Posted: May 8, 2012
Insurers and employers are looking to stem the rising costs of expensive specialty drugs. One approach is to vary the copayment depending on the health value they calculate the drugs provide.
How much a medicine costs you could vary depending on the value your insurer assigns to treatment.
What if how much you paid for a drug was based on how much it might help you, instead of the sticker price?
Some big employers are already taking this tack, known as value-based insurance design, by lowering copayments for medicines to manage chronic conditions like diabetes, high cholesterol and high blood pressure. It helps that many of the most prescribed pills are now generic and pretty cheap.
It's a simple idea when applied this way. The companies figure that if people take those medicines and stay healthy, they'll avoid costly treatment down the road. By slashing copayments, the companies hope to remove a hurdle that might discourage people from sticking with the drugs.
Now some employers are thinking about adapting the approach for pricier specialty drugs, such as those used to treat rheumatoid arthritis, multiple sclerosis and cancer, according to a recent report by the Center for Studying Health System Change.
These medicines are often very expensive and have no generic competition. So instead of charging a simple copay for these drugs, some health plans charge a percentage of the total cost, which can run to thousands of dollars a month.
It's one way that insurers and employers are looking to stem the rising costs of specialty drugs, whose growth is far outpacing that of traditional drugs.
But in the latest twist, some companies are looking to vary the copayment depending on the value the drugs provide.
It isn't easy. For starters, figuring out who is an "appropriate candidate" for specialty drugs can be tough, say experts including James Robinson, an economist at the University of California, Berkeley, who has published articles advocating this insurance model.
Even if a specialty drug has been proved clinically effective for certain conditions, should all patients pay the same amount for it? Take a drug like Enbrel, which is approved to treat inflammatory conditions, including rheumatoid arthritis and psoriasis. According to the HSC report, drugs of this type cost $14,455 per year, on average.
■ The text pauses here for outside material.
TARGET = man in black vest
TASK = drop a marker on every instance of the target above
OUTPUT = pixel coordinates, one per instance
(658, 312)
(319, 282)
Psoriasis is disfiguring and uncomfortable, but not fatal, Robinson says, while rheumatoid arthritis is a much more disabling condition. In this case, a value-based insurance design approach might determine that "if you've got psoriasis, maybe you pay a 30 percent coinsurance for the drug," he suggests. "But if you've got rheumatoid arthritis, there's no copayment."
That's just the tip of the iceberg. "This stuff is complicated," says Robinson. "I don't want to blow you away with the intractability of the problem."
As spending on specialty drugs grows, and despite the difficulties, some experts predict more employers will adopt "value-based" principles for their workers' coverage.